Does anyone has concrete info that the minority owners are paid twice? Please note that postings here are traceable. Let's be responsible in whatever we write.

James Tan
17-04-08, 16:55
Perhaps the power lies in the hands of the sales agents? Whether they are competent enough, sloppy enough or not? Or even the lawyers?

Does anyone has concrete info that the minority owners are paid twice? Please note that postings here are traceable. Let's be responsible in whatever we write.


Yes, the evidence is found in court papers filed by the minorities appeal to the STB decision during which the minority owners admitted in their affidavit on page 8, paragraph 17 that the developer "managed to procure the plaintiffs' (the minorities) consent....". (see attached .pdf file on the affidavit file with the High Court).

How would the developer be able to persuade a 180-degree reversal without compensation?

To put the record straight, the following is the sequence of the events;

1. Regent Garden (RG) signed a Sale and Purchase Agreement agreeing to sell for S$34.0m. on or about April 2007 with a majority of slightly more than 80%, and 6 refusals.

2. In compliance with the LTSA and the conditional S&P, the Sale Committee (SC) applied to the Strata Titles Board (STB) for a sale order.

3. All six dissenters filed their objections at the STB and one minority owner hired his own lawyer and threatened to sue the SC and the majorities if the sale were to go through at $34.0m., claiming that it was worth much more, and that the sale was not transparent because there was only one valid offer, that of Allgreen since the only other "offer" came from a $2 company formed barely a month before the Expression of Interest (EOI) was launched.

4. This was brought to the STB's mediation meeting and upon hearing the objection, STB ordered a re-valuation which was done by the same valuer, DTZ, after taking into account of the development charge, which was revised to S$39.7m.

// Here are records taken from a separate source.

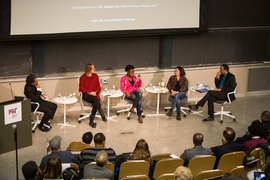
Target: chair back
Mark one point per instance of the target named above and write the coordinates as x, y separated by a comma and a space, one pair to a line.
256, 153
138, 177
168, 176
231, 160
158, 157
164, 166
132, 168
201, 163
110, 166
238, 170
209, 174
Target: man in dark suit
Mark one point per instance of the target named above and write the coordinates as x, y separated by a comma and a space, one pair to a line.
197, 150
228, 145
98, 170
32, 90
225, 83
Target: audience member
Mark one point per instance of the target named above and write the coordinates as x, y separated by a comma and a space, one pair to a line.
247, 135
32, 90
31, 171
81, 145
250, 164
225, 83
98, 170
177, 86
183, 173
55, 146
89, 154
240, 177
129, 85
53, 168
228, 176
267, 169
265, 118
141, 152
255, 131
198, 149
227, 145
71, 174
90, 88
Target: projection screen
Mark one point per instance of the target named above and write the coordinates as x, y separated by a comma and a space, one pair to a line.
29, 17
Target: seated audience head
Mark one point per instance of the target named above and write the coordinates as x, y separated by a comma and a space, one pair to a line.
99, 139
224, 68
89, 68
87, 138
250, 162
267, 166
141, 151
228, 176
130, 70
229, 134
53, 168
71, 174
256, 130
55, 143
197, 139
265, 116
179, 71
31, 80
30, 170
101, 158
183, 173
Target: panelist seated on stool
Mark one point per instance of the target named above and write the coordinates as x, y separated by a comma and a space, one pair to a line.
225, 83
177, 86
129, 85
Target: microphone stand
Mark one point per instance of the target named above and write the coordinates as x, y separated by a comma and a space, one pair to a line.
16, 146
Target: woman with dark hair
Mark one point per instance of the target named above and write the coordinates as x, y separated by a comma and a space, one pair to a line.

5 At the second mediation meeting, STB indicated that the sale price of $34.0m was way below market value and indicated that a sale order is unlikely to be granted unless the purchaser agrees to top up to the actual market price. As the buyer could not be represented at the STB, the mediation was adjourned for the sellers to consult the buyers if they were willing to top up.

6. Both buyers and sellers lawyers entered into a negotiation.

7. Suddenly, the buyers' lawyers filed a notice to the sellers' lawyers to complete the sale claiming that 100% unanimity had been achieved because all the six minorities have withdrawn their objection from the STB.

The rest is history.

If the withdrawal of the minorities were obtained BEFORE the revaluation to $39.7m. and BEFORE the STB adjourned the mediation for the sellers to consult the buyers on the top up option, then the majority owners have no case at all.

However, in this case, can we still say there is nothing wrong?

More interesting is that after the STB decision, the minorities filed an appeal against the STB decision. This is fun. Why? You ask?

Firstly, when the minorities withdrawn their objections, they ceased to be a party to the STB application and was promptly asked to seat in the gallery (their lawyers) with the STB V President, Mr. Alfonso Ang remarked "you are here to listen....". So they had no locus standi at the STB.

Now, if they claimed they are part of the 100% (unanimous) since they have withdrawn their objection, then they would be represented by the Sale Committee and cannot act on their own.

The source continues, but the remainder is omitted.